# Winter cleaning projects



## redbug (Nov 30, 2007)

Here is a tip to get your old cork handles looking new 
try the MR CLEAN MAGIC ERASER it will take the years of grim and gunk off the cork handle for you.


----------



## Jim (Nov 30, 2007)

Cool! I will give it a try.


----------



## mr.fish (Dec 1, 2007)

I use 409. That stuff cleans up dirty cork handles well. Make it looks like new.


----------



## Derek777 (Jan 26, 2008)

good ideas, ill give them a try. 
a hint id use for keeping your rods usltra sexy and protected is that eagle one wash n wax. works great, goe son clear, stays clear, and give your rod a nice shine. pldge works good too, but the thin layer of wax i think protects better.


----------



## Captain Ahab (Jan 27, 2008)

Good Tips, thanks


----------



## Derek777 (Jan 27, 2008)

esquired said:


> You guys need to go fishing instead of stroking and cleaning your rods. Dirty rods means you actually catch fish, sheesh!
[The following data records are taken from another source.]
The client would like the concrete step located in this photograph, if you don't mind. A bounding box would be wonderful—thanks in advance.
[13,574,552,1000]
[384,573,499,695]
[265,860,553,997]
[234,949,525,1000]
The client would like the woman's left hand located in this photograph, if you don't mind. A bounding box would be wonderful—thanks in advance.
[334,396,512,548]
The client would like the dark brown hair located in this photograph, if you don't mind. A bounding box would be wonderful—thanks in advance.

hehe dont you have some tips to replace? :lol: 
besides, like i always say, a clean tool is a happy tool, and a clean rod is a happy rod for sure!


----------



## Captain Ahab (Jan 27, 2008)

Derek777 said:


> esquired said:
> 
> 
> > You guys need to go fishing instead of stroking and cleaning your rods. Dirty rods means you actually catch fish, sheesh!
> ...



Thanks - great stuff here


----------



## redbug (Jan 27, 2008)

Derek777 said:


> esquired said:
> 
> 
> > You guys need to go fishing instead of stroking and cleaning your rods. Dirty rods means you actually catch fish, sheesh!
> ...


I think I remember that from health class...

lol


Wayne


----------



## Waterwings (Jan 27, 2008)

redbug said:


> Derek777 said:
> 
> 
> > esquired said:
> ...



Lol! :lol:


----------



## ACarbone624 (Jan 27, 2008)

What do you do when the cork starts falling off? I have an older rod that I used to use a lot and now the cork is coming off. Should I wrap it with something?


----------



## shamoo (Jan 27, 2008)

Mr. ACarbone, i did a double take on that there little critter running around 8-[


----------



## ACarbone624 (Jan 27, 2008)

yeah that critter got me too the first time...I figured I would try it on you guys here. :lol:


----------